Die These, dass Hündinnen einfacher zu halten sind, mag in Hinblick auf die Arterhaltung stimmen, da bei der Hündin die dafür zuständigen Triebe nur während den Läufigkeiten, die sie in der Regel zweimal im Jahr durchläuft, ausgelöst werden.

Hormonelle Schwankungen vor, während und nach der Läufigkeit können die Hündin psychisch sehr belasten und einen negativen Einfluss auf ihr momentanes Verhalten haben. Sie kann während dieser Zeit über Wochen instabil und weniger belastbar sein. Dann liegt es am Besitzer, sie durch diese für sie schwierige Zeit zu lotsen.

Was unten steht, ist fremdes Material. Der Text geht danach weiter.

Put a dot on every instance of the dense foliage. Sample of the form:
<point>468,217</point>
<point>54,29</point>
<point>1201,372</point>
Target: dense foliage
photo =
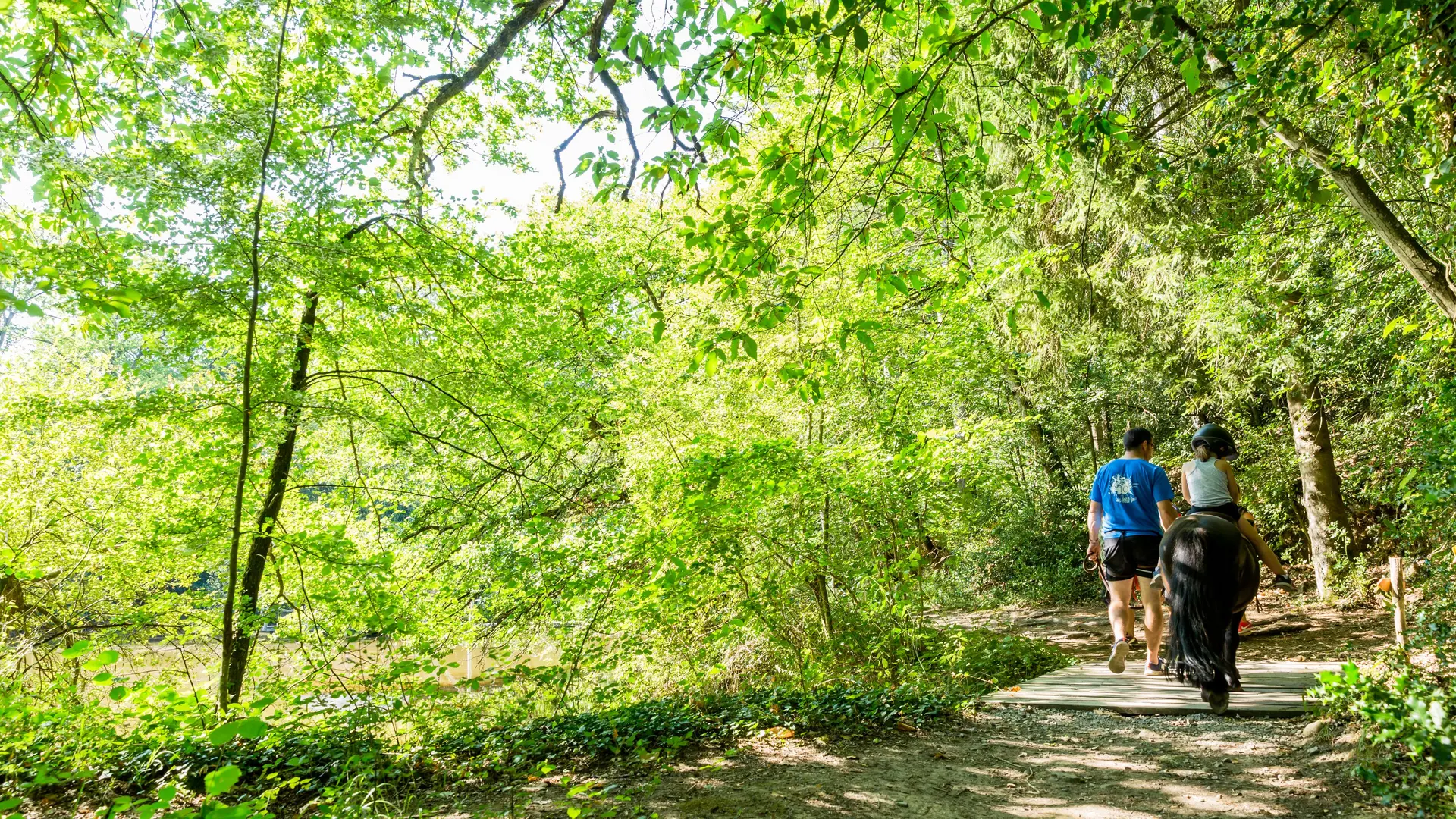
<point>861,299</point>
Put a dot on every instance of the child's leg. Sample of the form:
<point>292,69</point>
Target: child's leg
<point>1266,553</point>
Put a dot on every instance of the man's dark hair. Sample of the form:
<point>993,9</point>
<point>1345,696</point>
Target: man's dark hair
<point>1136,438</point>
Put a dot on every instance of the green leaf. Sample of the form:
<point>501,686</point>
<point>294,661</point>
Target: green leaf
<point>221,733</point>
<point>102,661</point>
<point>253,727</point>
<point>221,780</point>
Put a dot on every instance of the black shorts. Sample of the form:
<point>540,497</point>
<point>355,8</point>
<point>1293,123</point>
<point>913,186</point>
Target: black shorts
<point>1231,510</point>
<point>1130,554</point>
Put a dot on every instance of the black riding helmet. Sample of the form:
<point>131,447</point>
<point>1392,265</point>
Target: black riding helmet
<point>1218,439</point>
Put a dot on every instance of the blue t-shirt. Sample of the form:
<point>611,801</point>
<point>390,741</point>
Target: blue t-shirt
<point>1128,490</point>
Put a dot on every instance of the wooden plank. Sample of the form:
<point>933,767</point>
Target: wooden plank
<point>1270,689</point>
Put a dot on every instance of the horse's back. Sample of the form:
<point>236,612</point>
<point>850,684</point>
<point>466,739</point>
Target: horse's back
<point>1225,539</point>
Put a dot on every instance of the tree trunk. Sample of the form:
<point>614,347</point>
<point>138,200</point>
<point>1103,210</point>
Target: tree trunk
<point>242,637</point>
<point>1329,518</point>
<point>1427,270</point>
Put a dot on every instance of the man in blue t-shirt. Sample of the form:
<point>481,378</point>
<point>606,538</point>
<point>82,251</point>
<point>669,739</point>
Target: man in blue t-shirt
<point>1131,504</point>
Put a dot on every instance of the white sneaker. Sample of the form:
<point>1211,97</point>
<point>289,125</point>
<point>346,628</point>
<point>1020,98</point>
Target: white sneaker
<point>1117,664</point>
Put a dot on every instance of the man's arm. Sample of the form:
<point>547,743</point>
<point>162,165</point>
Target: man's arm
<point>1166,513</point>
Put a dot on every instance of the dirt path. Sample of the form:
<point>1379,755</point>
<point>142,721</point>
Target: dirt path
<point>1012,761</point>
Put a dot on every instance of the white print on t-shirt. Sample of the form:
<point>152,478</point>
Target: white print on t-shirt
<point>1123,488</point>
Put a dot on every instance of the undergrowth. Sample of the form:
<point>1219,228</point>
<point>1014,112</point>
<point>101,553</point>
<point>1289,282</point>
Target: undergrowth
<point>297,757</point>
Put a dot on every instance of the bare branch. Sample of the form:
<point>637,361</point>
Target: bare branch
<point>525,15</point>
<point>561,191</point>
<point>623,112</point>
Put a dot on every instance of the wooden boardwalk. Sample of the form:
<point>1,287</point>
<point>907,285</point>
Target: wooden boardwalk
<point>1270,689</point>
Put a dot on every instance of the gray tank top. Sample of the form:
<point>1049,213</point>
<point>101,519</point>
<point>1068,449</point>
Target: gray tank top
<point>1206,483</point>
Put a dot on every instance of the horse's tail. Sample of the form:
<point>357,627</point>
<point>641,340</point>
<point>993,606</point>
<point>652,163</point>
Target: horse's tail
<point>1201,585</point>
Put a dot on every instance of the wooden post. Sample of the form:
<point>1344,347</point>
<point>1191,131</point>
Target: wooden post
<point>1398,598</point>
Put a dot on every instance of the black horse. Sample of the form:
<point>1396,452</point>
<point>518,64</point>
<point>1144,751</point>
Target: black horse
<point>1212,576</point>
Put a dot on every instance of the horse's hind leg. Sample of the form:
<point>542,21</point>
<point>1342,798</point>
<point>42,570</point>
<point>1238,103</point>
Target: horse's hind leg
<point>1231,649</point>
<point>1218,694</point>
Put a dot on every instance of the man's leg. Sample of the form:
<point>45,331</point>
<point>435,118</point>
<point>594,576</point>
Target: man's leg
<point>1120,615</point>
<point>1153,621</point>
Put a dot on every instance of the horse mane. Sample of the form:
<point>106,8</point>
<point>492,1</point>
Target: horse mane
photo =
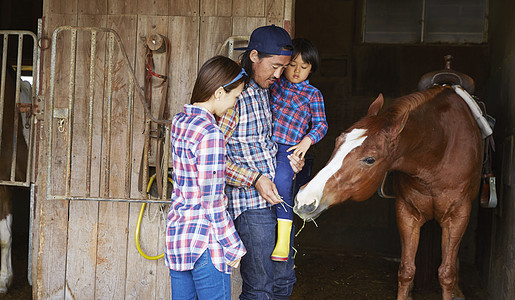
<point>409,103</point>
<point>396,110</point>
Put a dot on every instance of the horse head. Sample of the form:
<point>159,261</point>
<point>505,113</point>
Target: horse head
<point>362,155</point>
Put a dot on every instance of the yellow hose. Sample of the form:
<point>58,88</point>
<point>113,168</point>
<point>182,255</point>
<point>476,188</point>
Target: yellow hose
<point>141,210</point>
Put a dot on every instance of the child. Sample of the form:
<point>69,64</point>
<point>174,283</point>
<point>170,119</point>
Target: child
<point>201,242</point>
<point>295,103</point>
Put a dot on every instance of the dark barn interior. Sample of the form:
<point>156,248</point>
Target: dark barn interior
<point>352,252</point>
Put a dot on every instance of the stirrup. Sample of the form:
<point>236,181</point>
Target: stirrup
<point>489,194</point>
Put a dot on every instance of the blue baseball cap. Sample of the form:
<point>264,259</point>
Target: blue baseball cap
<point>270,40</point>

Da hat es der Rüde etwas einfacher. Wenn sein Fortpflanzungstrieb ausgelöst wird und er ihn ausgelebt hat, kehrt er in die Normalität zurück, wenn er aus dem Bereich der "interessanten Dame" gebracht wird. Kann er das nicht, kann es durchaus passieren, dass er tagelang die Nahrung verweigert.

Somit ist bei der Wahl ob Rüde oder Hündin auch Ihre unmittelbare Nachbarschaft ein Thema: Wenn in Ihrer Straße von zehn Hunden acht Hündinnen sind, dann wird es für einen Rüden schwierig, denn die Läufigkeiten der Nachbarhündinnen werden sich über das ganze Jahr verteilen.
Quelle: Rosemarie Wild "Labrador Retriever - das große Rassehandbuch"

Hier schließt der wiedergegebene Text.